The creature enjoys not only the shelter the umbrella 
provides but also the sound of the raindrops hitting it. To show his appreciation, he gives Satsuki a bag with nuts and seeds inside. Not long after, a Catbus (Frank Welker) shows up and the Totoro boards, taking the umbrella with him. Soon afterward, the bus with their father arrives. He apologizes for being late and they leave.

The girls plant the seeds. A few days later, they awaken at midnight to find Totoro and his two miniature colleagues engaged in a ceremonial dance around the planted nuts and seeds. The girls join in, whereupon the seeds sprout, and then grow, eventually combining into a single enormous tree. Totoro, along with his colleagues, take the girls for a ride on a magical flying top. In the morning, the giant tree is gone, but the seeds have indeed sprouted.

The girls help perform a ceremony to get the seeds to grow.

A planned visit by their mother gets postponed because of an undisclosed setback with her health. Disappointed, Satsuki tells Mei the bad news, but Mei does not take the news well. The two sisters get into an argument, ending with Satsuki storming off. Mei decides to take her mom some fresh corn and decides to walk to the hospital by herself.

Mei runs away to give her mother fresh corn.

Satsuki and the neighbors search for Mei, but to no avail. Desperate, Satsuki goes to the camphor tree and asks for Totoro’s help. Totoro is delighted to be asked and summons the Catbus, which takes Satsuki to where Mei is. After the sisters are reunited, the Catbus takes them to the hospital where their father is visiting their mother.

The girls take the Catbus (Frank Welker) to visit their mother.

Sitting perched in the tree, the sisters eavesdrop on their parents’ conversation and hear their mother had been kept from visiting them by a minor cold, rather than something worse like they had feared. Their parents hear something outside her hospital room, but all they find is the ear of corn that Mei had brought for her mother. Meanwhile, the girls are taken back home by the Catbus, which disappears from sight as soon as they get off.

The parents find the ear of corn Mei left, but don't see the girls.

During the end credits, Yasuko returns home and the sisters are shown playing with other children. Totoro and his friends are shown as unseen observers.

This is a gentle film and I mean that in more ways than one. The story is more a slice of life for the Kusakabe family. Mom is in the hospital and the father and the children move to be closer to her. The big difference between their life and anyone else’s is that the Kusakabes lives in a forest with a giant magical spirit.

There does not seem to be much going on in the film.
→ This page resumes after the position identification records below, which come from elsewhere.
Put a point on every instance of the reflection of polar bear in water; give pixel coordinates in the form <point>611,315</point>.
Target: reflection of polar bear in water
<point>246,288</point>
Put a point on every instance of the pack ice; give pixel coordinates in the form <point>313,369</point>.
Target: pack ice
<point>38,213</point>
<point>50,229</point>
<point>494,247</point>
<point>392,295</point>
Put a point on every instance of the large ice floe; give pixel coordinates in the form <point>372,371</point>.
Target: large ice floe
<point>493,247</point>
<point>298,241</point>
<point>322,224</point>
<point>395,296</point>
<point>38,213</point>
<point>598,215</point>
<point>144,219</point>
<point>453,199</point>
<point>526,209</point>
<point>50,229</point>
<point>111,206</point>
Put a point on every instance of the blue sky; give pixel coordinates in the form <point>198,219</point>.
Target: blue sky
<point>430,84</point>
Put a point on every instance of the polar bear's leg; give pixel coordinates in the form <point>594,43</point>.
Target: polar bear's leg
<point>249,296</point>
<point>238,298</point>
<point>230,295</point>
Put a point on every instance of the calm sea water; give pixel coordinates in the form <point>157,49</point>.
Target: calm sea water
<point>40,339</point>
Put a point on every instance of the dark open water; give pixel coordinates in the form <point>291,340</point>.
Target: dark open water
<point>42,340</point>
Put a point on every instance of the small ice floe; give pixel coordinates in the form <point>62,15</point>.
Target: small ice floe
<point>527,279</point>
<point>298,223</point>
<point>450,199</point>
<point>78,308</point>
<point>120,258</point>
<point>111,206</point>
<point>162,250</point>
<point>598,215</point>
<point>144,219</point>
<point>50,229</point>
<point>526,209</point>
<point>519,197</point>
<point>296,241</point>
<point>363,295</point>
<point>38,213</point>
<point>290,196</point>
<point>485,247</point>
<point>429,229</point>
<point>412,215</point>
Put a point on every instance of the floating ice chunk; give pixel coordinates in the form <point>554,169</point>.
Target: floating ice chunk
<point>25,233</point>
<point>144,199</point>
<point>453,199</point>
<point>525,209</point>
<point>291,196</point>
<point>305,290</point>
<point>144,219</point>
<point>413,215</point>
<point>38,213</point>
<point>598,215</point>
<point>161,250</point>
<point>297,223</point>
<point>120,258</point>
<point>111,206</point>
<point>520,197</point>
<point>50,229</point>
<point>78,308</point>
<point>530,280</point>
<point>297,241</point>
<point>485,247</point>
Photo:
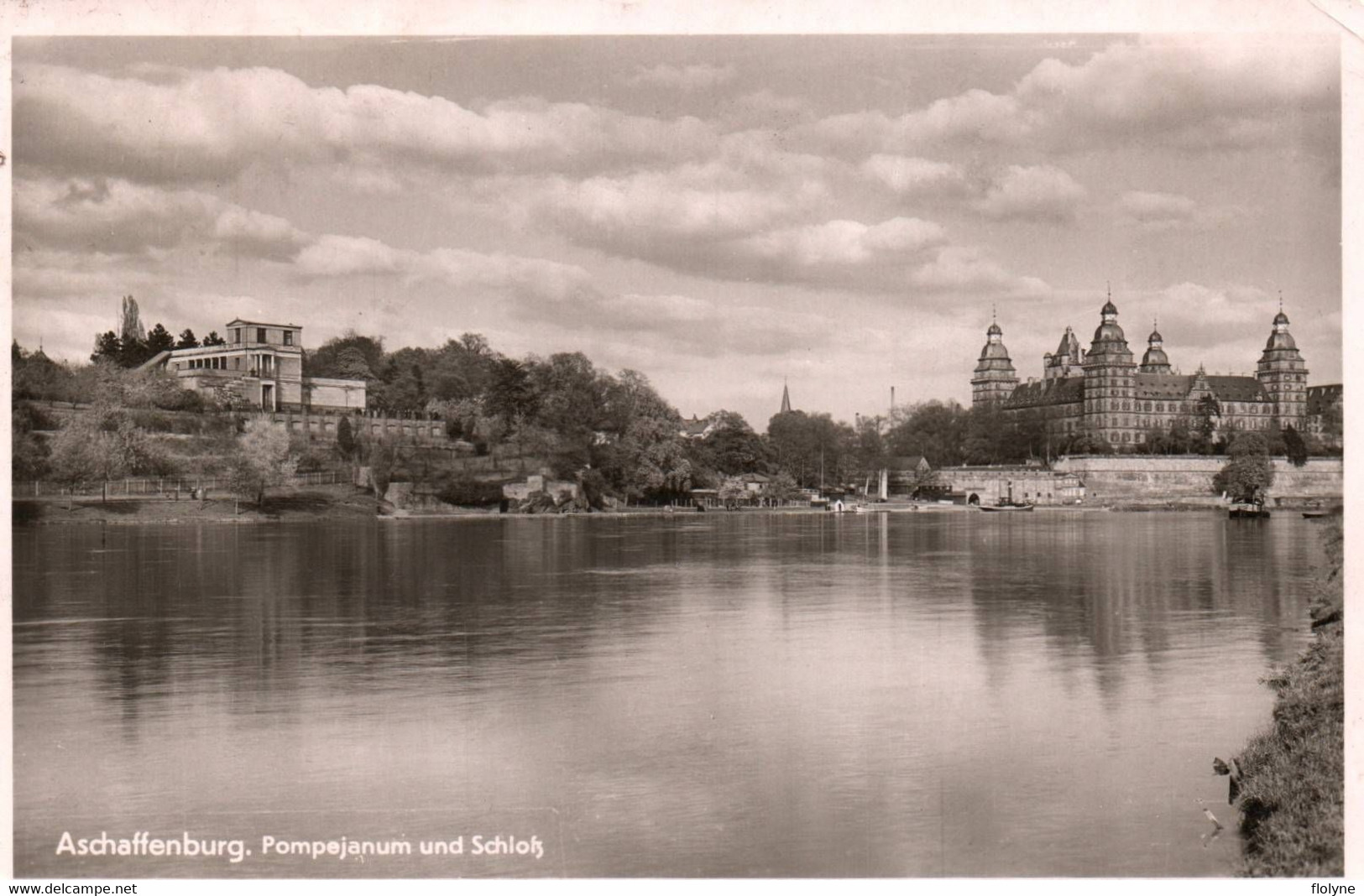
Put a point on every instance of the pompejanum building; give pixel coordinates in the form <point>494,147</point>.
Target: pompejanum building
<point>1106,392</point>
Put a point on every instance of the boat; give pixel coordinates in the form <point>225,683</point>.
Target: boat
<point>1247,512</point>
<point>1006,508</point>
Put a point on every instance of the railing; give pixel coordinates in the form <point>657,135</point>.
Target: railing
<point>165,486</point>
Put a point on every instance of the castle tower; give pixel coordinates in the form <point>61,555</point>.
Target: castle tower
<point>1283,372</point>
<point>995,375</point>
<point>1109,382</point>
<point>1067,359</point>
<point>1154,360</point>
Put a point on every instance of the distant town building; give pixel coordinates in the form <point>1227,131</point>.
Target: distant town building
<point>1106,392</point>
<point>698,427</point>
<point>261,366</point>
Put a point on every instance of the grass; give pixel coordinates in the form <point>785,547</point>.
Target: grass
<point>1293,775</point>
<point>342,501</point>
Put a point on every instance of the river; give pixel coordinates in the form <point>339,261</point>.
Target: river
<point>943,693</point>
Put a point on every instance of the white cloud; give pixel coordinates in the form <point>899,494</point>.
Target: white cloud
<point>912,176</point>
<point>844,243</point>
<point>959,269</point>
<point>212,124</point>
<point>1195,94</point>
<point>1038,193</point>
<point>118,216</point>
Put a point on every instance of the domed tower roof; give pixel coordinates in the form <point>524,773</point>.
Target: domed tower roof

The biggest event in the film is really Mei running away from home, but she’s only gone for a matter of hours and she’s found safe and sound. The Totoro serves more like a Deus Ex Machina, sort of lying around waiting to be called upon to do good and give the story a happy ending.

There’s nothing wrong with that, but if you’re looking for something along the lines of American animated films, where there has to be some sense of the characters in danger, then you need to look elsewhere. Mei is really never in harm’s way and how bad can a situation be if a Catbus is what saves you?
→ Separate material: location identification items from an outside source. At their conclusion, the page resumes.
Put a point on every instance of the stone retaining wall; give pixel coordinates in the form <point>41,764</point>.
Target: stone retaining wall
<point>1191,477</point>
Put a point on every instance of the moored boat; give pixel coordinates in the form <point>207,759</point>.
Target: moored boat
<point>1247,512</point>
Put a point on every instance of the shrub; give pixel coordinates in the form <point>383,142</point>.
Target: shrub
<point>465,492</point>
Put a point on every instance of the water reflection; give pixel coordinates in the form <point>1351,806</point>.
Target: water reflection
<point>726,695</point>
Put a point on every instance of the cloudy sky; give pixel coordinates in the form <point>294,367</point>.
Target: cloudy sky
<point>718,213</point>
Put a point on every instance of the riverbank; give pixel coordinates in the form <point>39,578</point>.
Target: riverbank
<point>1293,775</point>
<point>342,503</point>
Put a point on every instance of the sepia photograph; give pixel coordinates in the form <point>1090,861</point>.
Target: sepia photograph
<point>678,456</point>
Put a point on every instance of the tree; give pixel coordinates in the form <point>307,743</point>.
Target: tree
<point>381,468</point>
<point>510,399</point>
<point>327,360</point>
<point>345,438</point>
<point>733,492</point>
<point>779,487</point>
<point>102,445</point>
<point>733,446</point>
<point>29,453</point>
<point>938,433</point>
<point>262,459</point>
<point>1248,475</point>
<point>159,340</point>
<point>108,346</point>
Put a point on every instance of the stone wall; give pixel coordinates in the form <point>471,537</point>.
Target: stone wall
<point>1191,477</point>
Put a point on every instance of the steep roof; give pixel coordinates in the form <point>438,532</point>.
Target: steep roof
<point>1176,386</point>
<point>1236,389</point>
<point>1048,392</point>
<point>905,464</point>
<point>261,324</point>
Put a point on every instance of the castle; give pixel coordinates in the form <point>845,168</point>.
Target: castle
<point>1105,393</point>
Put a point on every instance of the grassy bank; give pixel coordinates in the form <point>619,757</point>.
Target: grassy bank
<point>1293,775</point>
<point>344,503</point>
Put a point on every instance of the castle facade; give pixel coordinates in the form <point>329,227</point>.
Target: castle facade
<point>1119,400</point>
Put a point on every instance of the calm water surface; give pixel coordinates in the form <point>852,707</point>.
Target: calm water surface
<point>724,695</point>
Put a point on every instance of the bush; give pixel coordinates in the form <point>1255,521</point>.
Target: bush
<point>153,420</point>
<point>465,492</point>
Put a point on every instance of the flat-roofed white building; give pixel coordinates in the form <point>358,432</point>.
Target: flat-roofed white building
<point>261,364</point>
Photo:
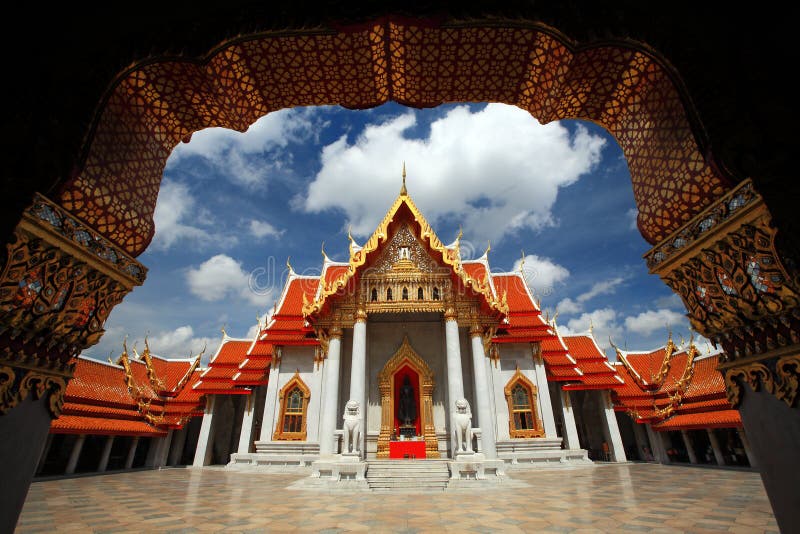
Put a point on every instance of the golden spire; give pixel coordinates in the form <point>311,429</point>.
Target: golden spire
<point>403,191</point>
While the film wasn’t colored with these, I came away thinking of it more like water colors than the computerized CGI that dominates modern animation. The color palette is nice, but the colors are never too vivid or wild, which seems to suit the story very well.
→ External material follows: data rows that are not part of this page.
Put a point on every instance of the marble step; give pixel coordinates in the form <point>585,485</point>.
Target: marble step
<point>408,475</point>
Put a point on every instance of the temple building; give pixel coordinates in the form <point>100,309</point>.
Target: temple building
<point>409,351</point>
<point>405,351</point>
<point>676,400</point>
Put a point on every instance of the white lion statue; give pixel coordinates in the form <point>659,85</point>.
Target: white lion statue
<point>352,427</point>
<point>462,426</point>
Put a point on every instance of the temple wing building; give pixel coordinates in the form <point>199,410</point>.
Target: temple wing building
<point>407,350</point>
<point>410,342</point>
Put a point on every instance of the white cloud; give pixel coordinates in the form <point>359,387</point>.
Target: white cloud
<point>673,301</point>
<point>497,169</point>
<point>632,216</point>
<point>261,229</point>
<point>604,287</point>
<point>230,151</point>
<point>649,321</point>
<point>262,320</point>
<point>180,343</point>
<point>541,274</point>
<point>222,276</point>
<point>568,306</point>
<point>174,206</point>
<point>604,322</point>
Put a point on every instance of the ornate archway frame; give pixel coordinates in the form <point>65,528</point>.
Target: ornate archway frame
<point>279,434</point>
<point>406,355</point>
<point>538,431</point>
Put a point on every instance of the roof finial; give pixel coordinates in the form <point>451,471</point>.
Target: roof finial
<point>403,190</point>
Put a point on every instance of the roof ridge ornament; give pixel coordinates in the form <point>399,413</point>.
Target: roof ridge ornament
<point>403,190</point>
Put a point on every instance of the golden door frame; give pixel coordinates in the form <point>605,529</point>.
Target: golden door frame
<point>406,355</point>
Obviously, the story takes place in Japan, but the characters are drawn with a certain universality that defies racial categorization. There are no ceremonial robes or “native” dress in the film, as there are no cultural roadblocks that might separate us from them. While I have a limited exposure to Japanese animation, this sort of style seems to permeate throughout what I have seen.

My Neighbor Totoro was very accessible and rather easy to watch. While I doubt very much that this is Miyazaki’s best work, it does seem to have many of the characteristics that have made him an Internationally acclaimed story-teller. While I’m not sure if these films stand up to repeated viewings, the way some of the best Walt Disney and Pixar films do, I would definitely recommend this film to anyone interested in or, like me, was interested in Hayao Miyazaki’s work.